SiFive are supposed to have a U84 core which looks pretty pokey, as well as the whole range leading up to that. That would fit in nicely with Intel's desire to provide foundry services, but they have a bad record for foundry services so far and I think the world could do with SiFive remaining foundry neutral really.
I'm really out of my league on this subject. Nevertheless, my "Way Back Machine" tells me that HP attempted a major push with RISC (reduced instruction set computing) several years back.
What I remember from their technical marketing literature was a major gain they expected from processing simpler instructions faster, as compared to a complex instruction set which is inherently slower.

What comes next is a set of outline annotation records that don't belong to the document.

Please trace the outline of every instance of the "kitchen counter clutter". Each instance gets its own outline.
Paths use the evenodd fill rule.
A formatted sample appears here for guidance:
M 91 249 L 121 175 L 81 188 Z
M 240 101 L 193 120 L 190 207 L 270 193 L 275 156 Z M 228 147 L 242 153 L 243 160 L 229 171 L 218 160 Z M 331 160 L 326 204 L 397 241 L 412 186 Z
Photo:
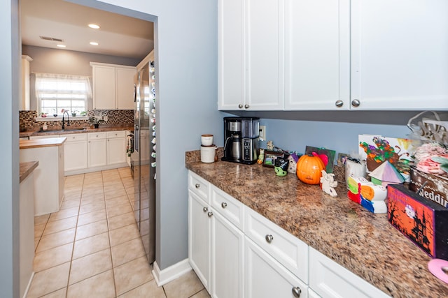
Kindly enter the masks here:
M 186 166 L 309 245 L 310 253 L 318 251 L 388 295 L 448 296 L 448 285 L 428 269 L 431 258 L 393 228 L 387 214 L 349 200 L 344 183 L 331 197 L 295 174 L 277 177 L 260 165 L 203 163 L 188 153 Z

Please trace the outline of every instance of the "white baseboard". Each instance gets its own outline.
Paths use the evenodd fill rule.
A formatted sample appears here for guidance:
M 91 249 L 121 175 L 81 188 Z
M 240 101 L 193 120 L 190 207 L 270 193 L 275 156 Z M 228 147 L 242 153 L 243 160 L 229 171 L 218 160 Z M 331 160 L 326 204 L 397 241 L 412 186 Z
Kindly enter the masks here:
M 154 262 L 153 267 L 154 268 L 152 271 L 153 276 L 154 276 L 157 285 L 159 287 L 174 281 L 192 270 L 188 259 L 185 259 L 163 270 L 160 270 L 156 262 Z
M 72 170 L 71 171 L 64 171 L 64 176 L 77 175 L 78 174 L 90 173 L 92 172 L 105 171 L 106 170 L 118 169 L 119 167 L 126 167 L 130 165 L 127 163 L 115 163 L 113 165 L 103 165 L 102 167 L 86 167 L 80 170 Z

As a simple example, I can see how loading less code into a large L3 cache could make up in higher speed what a CISC complex instruction set loses to marginally slower speed.
There may also be significant gains to be derived from RISC when massive multi-core CPUs are getting crowded onto ever shrinking die sizes. Those did not exist when HP proposed a major RISC investment, as far as I can remember.
Google scientists just published a very revealing study showing how their production CPUs are producing faulty calculations. The simplicity of RISC may also have an edge as far as reliability and quality control over time are concerned.
Likewise, there may be worthwhile differences in power consumption of end products.
Forgive me if I write like an amateur, because I am one when it comes to RISC.
> this will be another itanium
... or another Optane on M.2 using only x2 PCIe lanes instead of native x4.
I get the feeling that some of Intel's products are actually designed by committees.
There was a skewed purpose for that, it was so that the Optane dimms could have a stronger market reach by being both sata and nvme signalling capable. The first generation optane dimms were made during a time thay NVMe was still quite early days and it was more common to have a sata key capable m.2 interface or at least...cheaper.
I believe the term "Optane DIMM" refers to Intel's proprietary 3D Xpoint persistent memory
installed in DIMM slots, not M.2 slots. "DIMM" = dual in-line memory module. Even then, Patrick Kennedy found that "Optane DIMMs" result in down-clocking the entire DRAM subsystem to DDR4-2666, read huge performance penalty for large servers with large DRAM subsystems. I don't know if Patrick's finding has been replicated, but it certainly deserves serious consideration. See his website for details, a video + lots of added Comments. Sorry if this comment is off-topic (RISC).
p.s. Instead of an homogeneous DRAM subsystem, I would like to have seen a modification of the former triple-channel DRAM chipsets:
the third channel could be dedicated to Optane DIMMs which could easily host the OS partition and administrative partitions archiving one or more drive images of the Primary OS partition.
The Optane DIMMs could operate in "dual-channel" mode, using 2 x DIMM slots. Thus, a typical configuration would have a total of 6 x DIMM slots: 2 for Optanes running in dual-channel mode, and 4 for faster volatile DRAM running in quad-channel mode.
Then, it seems to me that such a third channel could support a clock speed that is different from the other 2 DRAM channels (4 x DIMM slots in quad-channel mode).
For example, using Patrick Kennedy's finding, the Optane channel could run at DDR4-2666 (for now, and hopefully improve with time), and the other 4 x DIMM slots could run at DDR4-3200+.
Call this a "heterogeneous" DRAM subsystem, instead of an homogeneous DRAM subsystem.
Because memory controllers have migrated into CPUs, a modern implementation of this triple-channel variation would now require architectural changes to those on-chip memory controllers.
We explored an older concept of this approach in a Provisional Patent Application that has now expired. Very briefly, it would add a "Format RAM" feature to a motherboard BIOS, permitting a fresh OS install to that ramdisk.
We were anticipating persistent DRAM as a feature of that expired Provisional Patent Application, although non-volatile DIMMs did not exist when we submitted that Application to USPTO.